From the AIC table we can see that ARIMA(0, 1, 1) has the smallest AIC. We’ll first consider ARIMA(0, 1, 1) model. However, ARIMA(1, 1, 0), ARIMA(0, 1, 3) and ARIMA(2, 1, 0) have small AIC close to the lowest AIC, ARIMA(0, 1, 1) is a simple model with the lowest AIC. So we’ll consider ARIMA(0, 1, 1) model at this time.

arima011 = arima(log_price_ts, order = c(0,1,1))

arima011$coef
##       ma1 
## 0.1908186

ARIMA(0, 1, 1) has a coefficient = 0.191. We can get model for ARIMA(0, 1, 1): \(((1-B)Y_n -\mu) = (1+ 0.191B)\epsilon_n\), where \(\mu = -0.0003993\).

Check model assumptions

Now we can check if our model ARIMA(0, 1, 1) meet the model assumption.

First, we check the residuals. The residuals seem to be equally distributed around zero, and there is no obvious pattern. ACF plot also shows that \(\epsilon_n\) follows normal distribution (white noise), since they did not exceed the dashed lines. We have no evidence to reject the null hypothesis that \(\epsilon_n\) follows normal distribution. So the model seems like a pretty good fit.

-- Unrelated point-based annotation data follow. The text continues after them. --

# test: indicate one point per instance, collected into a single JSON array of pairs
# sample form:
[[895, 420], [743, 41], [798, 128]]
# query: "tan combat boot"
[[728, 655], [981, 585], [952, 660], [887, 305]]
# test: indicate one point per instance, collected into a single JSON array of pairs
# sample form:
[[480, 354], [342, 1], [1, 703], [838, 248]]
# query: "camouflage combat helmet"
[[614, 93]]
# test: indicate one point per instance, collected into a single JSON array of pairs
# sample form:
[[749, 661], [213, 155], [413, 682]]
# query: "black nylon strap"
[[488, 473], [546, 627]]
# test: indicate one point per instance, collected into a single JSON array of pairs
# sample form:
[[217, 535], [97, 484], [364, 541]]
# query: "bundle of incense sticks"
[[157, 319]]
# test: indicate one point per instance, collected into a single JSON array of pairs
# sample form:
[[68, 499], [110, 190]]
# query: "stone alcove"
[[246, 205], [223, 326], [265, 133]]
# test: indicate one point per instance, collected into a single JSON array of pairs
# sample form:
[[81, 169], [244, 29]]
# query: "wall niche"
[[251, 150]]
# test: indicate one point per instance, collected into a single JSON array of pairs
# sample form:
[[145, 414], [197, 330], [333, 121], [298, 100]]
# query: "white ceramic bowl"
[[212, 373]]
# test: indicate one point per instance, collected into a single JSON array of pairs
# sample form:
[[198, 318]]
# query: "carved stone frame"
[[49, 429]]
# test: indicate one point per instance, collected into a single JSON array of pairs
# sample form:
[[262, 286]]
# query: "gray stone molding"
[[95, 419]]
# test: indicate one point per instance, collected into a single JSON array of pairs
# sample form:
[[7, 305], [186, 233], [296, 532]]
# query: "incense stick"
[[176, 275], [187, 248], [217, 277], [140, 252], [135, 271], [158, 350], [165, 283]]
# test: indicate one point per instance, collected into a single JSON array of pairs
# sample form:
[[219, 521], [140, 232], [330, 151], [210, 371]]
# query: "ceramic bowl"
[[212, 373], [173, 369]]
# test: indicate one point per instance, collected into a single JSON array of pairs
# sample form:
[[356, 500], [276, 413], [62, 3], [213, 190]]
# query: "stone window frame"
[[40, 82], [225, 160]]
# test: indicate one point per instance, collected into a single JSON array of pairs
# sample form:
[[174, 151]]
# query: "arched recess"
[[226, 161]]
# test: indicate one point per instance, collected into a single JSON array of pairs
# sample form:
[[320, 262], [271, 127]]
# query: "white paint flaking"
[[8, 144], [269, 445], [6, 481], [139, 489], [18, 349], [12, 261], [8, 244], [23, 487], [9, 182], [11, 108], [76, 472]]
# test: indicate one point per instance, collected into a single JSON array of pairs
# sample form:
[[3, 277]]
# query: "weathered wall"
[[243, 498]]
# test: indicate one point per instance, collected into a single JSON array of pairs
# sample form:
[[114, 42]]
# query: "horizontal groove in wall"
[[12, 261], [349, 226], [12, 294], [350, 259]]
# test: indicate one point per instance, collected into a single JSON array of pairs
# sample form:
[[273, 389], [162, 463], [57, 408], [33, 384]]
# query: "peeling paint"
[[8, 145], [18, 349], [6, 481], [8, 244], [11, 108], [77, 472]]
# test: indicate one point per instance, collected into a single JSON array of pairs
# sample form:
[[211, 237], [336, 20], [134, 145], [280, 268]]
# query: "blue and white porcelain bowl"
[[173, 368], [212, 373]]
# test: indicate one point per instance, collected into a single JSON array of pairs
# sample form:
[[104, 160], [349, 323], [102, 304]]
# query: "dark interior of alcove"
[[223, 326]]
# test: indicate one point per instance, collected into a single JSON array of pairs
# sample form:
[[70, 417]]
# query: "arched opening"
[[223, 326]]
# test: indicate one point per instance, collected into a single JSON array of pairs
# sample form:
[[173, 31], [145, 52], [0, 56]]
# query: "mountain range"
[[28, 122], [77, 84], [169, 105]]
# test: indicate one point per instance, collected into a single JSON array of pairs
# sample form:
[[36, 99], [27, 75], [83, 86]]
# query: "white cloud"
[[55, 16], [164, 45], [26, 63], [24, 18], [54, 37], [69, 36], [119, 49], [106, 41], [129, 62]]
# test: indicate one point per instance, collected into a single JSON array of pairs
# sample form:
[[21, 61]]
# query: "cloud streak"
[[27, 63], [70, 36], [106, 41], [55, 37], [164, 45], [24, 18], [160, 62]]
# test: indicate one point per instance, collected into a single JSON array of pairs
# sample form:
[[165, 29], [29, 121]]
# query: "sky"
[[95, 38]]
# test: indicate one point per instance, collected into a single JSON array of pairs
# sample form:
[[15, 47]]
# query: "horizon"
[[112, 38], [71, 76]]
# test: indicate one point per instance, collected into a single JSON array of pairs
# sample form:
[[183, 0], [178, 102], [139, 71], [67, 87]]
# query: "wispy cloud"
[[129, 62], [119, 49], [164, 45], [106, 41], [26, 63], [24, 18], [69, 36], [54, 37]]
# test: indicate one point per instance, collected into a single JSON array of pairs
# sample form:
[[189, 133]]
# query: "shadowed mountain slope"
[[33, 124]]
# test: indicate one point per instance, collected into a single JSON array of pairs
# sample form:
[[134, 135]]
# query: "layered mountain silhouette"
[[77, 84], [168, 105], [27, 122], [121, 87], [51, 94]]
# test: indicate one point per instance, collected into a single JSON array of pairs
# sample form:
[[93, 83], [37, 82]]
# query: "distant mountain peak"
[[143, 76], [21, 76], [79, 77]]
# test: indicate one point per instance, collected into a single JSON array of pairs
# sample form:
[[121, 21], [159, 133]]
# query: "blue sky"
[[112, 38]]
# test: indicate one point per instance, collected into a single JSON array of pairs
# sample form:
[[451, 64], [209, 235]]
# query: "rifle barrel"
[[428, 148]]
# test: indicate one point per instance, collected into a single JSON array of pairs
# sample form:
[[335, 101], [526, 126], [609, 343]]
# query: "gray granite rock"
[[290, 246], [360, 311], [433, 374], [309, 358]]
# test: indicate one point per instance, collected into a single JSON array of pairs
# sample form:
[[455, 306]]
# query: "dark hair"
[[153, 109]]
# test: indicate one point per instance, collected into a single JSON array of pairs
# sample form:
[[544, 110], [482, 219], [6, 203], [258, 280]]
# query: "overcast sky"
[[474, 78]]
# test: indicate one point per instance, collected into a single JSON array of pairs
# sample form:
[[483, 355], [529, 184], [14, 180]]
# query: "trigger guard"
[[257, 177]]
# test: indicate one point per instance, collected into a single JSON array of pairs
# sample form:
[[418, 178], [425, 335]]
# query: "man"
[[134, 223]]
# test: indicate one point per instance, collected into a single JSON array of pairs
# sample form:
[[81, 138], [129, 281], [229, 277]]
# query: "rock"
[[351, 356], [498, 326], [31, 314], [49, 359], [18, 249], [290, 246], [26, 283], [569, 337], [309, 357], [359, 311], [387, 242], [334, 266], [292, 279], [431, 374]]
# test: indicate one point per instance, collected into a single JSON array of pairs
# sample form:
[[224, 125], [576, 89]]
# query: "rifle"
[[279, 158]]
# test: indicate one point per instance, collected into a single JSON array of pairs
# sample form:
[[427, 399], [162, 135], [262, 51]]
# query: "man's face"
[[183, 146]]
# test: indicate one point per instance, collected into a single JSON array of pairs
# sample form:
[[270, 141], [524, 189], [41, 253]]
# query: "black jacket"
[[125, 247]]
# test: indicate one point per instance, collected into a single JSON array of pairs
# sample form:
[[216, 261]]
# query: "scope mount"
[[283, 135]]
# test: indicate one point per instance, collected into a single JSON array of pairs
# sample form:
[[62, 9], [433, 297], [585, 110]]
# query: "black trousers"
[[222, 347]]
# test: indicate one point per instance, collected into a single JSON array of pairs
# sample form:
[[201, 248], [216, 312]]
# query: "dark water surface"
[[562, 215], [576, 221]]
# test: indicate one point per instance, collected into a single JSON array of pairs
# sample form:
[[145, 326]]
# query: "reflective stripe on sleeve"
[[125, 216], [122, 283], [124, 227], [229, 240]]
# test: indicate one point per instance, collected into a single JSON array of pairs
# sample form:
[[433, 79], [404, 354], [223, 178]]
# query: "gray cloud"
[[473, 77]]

forecast::checkresiduals(arima011)

## 
##  Ljung-Box test
## 
## data:  Residuals from ARIMA(0,1,1)
## Q* = 7.0613, df = 9, p-value = 0.6307
## 
## Model df: 1.   Total lags used: 10

Simulating

Simulate ARIMA(0, 1, 1) model with \(\mu = -0.0003993\)

Conclusion

The original data has a large range in the price, and there is a cubic trend by looking at the data. Although the trend seems to be decreasing, there is a little increase at the end of the data. I won’t say the price of wheat will continue to decrease in the future. Moreover, we can see from the periodogram, there is no obvious peak in the plot. Therefore, we’ll assume that there is no seasonality, although in my guess, there will be a seasonality in wheat price.

After data transforming and model fitting, I choose to fit a ARIMA(0, 1, 1) model by AIC to fit our data. From the diagnosis, we can say that the model selected is a pretty good fit for our data.

References

Data source: https://www.kaggle.com/nickwong64/daily-wheat-price

Wheat Price: https://www.cmegroup.com/education/courses/introduction-to-grains-and-oilseeds/understanding-seasonality-in-grains.html

Drought Report: https://www.bls.gov/opub/btn/volume-1/impact-of-the-drought-on-corn-exports-paying-the-price.htm

Seasonal decaying acf: https://medium.com/@kfoofw/seasonal-lags-sarima-model-fa671a858729

SARIMA Model Parameters: https://towardsdatascience.com/time-series-forecasting-with-a-sarima-model-db051b7ae459

Past project: https://ionides.github.io/531w16/midterm_project/project5/mid_term.html https://ionides.github.io/531w16/midterm_project/project19/crude_oil_price.html

Lecture Notes and Script for main analysis.